Truth be told, I can think of
at least a couple or three other things that Jesus might have done before
finishing up for the day. Clearly, there were a few more sick to heal, a few
more outcasts to embrace, a few more lepers to restore to fellowship, a few
more lessons to teach, a few more demons to cast out… In the five porches
surrounding the Pool of Bethesda alone there was still much work to be done –
and He could have swung by a cemetery or two on His way there or back. But no.
Finished!
Apparently His agenda was
something other than what I think it ought to have been. And, for His agenda –
learned from His Father – the word is finished. (I suspect, by the way, that
His agenda is still other than I think it ought to be. Which may explain why
“finished” is not a word to describe many of my days.)
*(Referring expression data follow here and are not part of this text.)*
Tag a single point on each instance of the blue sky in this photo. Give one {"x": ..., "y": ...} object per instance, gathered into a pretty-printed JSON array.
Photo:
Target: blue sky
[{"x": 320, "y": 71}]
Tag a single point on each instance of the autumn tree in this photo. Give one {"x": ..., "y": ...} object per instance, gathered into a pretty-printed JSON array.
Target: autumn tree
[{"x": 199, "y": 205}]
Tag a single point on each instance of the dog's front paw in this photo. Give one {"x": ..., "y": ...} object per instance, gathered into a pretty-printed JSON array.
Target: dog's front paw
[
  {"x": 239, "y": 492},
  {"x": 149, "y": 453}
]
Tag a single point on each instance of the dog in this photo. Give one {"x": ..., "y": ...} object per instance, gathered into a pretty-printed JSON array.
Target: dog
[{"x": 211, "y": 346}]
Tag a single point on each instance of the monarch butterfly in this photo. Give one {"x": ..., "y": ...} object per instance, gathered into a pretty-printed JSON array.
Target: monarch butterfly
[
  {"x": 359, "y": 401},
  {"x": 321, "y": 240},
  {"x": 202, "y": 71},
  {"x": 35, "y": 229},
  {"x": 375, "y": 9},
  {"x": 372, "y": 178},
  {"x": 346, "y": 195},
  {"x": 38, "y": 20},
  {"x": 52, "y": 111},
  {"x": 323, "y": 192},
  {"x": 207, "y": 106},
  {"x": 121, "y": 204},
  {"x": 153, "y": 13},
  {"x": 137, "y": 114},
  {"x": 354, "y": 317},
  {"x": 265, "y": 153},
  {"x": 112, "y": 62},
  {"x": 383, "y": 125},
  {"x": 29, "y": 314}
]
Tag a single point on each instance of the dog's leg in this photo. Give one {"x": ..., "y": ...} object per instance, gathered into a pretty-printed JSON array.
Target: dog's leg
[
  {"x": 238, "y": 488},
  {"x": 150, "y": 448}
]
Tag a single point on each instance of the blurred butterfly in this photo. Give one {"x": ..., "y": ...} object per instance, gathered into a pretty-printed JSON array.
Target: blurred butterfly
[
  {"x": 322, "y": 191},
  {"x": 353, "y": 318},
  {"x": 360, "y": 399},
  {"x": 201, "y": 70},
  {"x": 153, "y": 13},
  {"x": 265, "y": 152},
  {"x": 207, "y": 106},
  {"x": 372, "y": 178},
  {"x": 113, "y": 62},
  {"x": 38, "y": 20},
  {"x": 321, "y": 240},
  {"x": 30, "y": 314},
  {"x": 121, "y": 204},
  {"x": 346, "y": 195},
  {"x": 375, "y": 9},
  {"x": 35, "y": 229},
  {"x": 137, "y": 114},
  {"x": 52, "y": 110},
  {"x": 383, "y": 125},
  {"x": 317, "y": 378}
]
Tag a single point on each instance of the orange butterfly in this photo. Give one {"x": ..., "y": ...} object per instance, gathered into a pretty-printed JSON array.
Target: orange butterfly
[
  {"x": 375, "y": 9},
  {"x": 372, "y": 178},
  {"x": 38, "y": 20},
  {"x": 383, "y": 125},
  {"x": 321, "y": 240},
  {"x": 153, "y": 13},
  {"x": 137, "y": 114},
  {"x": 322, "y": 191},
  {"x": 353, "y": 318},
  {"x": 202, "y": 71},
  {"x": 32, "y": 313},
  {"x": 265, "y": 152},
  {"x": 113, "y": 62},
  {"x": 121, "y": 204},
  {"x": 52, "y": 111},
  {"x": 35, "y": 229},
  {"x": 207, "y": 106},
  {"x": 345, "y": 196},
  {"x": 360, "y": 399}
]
What kind of life must Jesus
have lived in order to be able to say those wonderfully final words? My guess
is that a life that ends the final day with those words is a life that ended
each day with those words.
You don’t get to finished on
the final day without each day until then being finished. Jesus lets us know,
probably from experience, that each day has enough trouble of its own – it
doesn’t need trouble imported from the future or the past. Each day’s trouble
must be dealt with that day – no carry overs.
I can’t help but wonder if it
was the awareness of His death that enabled Him to live with complete focus
each day to the extent that at the end of each day, it was finished. Not simply
over or ended – finished. What was necessary to be done, done. No remainder.
In this Lenten exercise of
contemplating the day of my death, I am challenged by how much of each of my
days is taken up with something other than that day’s challenge. The result is
that I can rarely say that it is finished. Over, done, ended, run out of,
exhausted – all those and more. But rarely, finished. I want to learn from
Jesus how to live each day. Period. I suspect that will mean more things left
undone than are done. Perhaps that is the way to finish. My life will end
finished to the degree to which each day until then ends finished.